Après 8 mois d’affrontements et aux portes de l’hiver, comment parvenir à une cessation des hostilités ? Quels intérêts freinent l’entame de pourparlers de paix ?
Du retrait américain d’Afghanistan à la guerre en Syrie, il faut désormais constater la nouvelle nature des guerres. Celles-ci semblent n’admettre plus ni vainqueur, ni vaincu, et ne plus pouvoir ni être gagnées ni être perdues. Avoir la deuxième armée du monde ne veut pas dire victoire automatique, ni la faiblesse stratégique être synonyme de défaite. Faut-il chercher plus loin les causes de la durée et de l’enlisement de la guerre en Ukraine ? La seule corrélation constante entre les puissances économiques et l’évolution historique était déjà, selon Raymond Aron, la guerre. C’est bien la guerre qui en 14-18 a fait des États-Unis une puissance mondiale, c’est encore la seconde guerre mondiale qui a permis aux États-Unis d’émerger comme grande puissance économique mondiale. Ainsi, la matrice de la puissance économique américaine est aujourd’hui, comme durant les 60 dernières années, le lobby militaro-industriel.

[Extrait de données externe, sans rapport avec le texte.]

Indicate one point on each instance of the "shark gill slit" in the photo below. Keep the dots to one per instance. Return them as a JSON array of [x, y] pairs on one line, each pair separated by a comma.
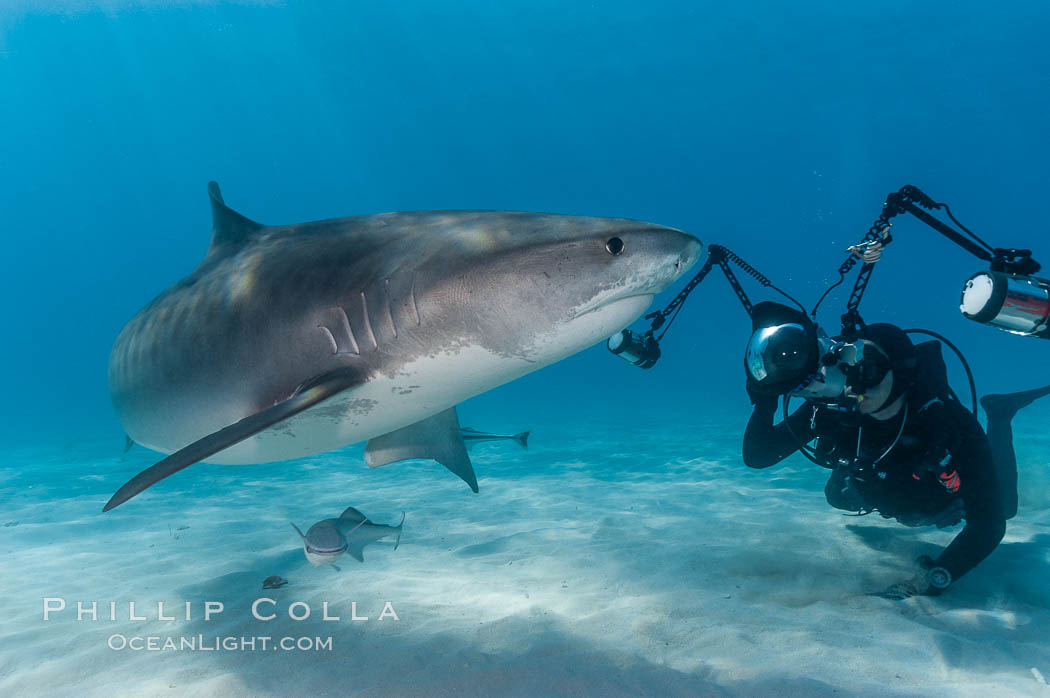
[[335, 345], [368, 321], [415, 305], [386, 305], [348, 331]]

La guerre en Ukraine est donc, paradoxalement, une aubaine côté américain, puisque du point de vue économique, elle alimente la vente d’armements. Il n’échappe à personne par ailleurs, que de puissants intérêts énergétiques se cachent au cœur de la conflictualité. Un gazoduc surdétermine les intérêts américains en jeu, la dépendance de l’Europe au pétrole et au gaz russe émerge, finalement, dans l’actualité politique et économique de tout le vieux continent. Sans le pétrole, les armées ne se déplacent plus. Sans le gaz, les industries passent en mode veille. L’énergie se révèle plus que jamais comme étant l’épicentre stratégique de l’équilibre du monde moderne. Cette réalité ne pouvant s’inverser qu’au jour où, conscience serait prise que guerre veut bien dire affaiblissement économique du monde. La perte de la majorité à la Chambre des représentants, combinée à la récession de la première économie du monde seront-t-elles le catalyseur de cette prise de conscience ? Reprendre la décision au lobby militaro-industriel serait ainsi l’occasion pour les États-Unis de retrouver leur âme. Comme le dit Hölderlin « là où croit le péril, croit aussi ce qui sauve ».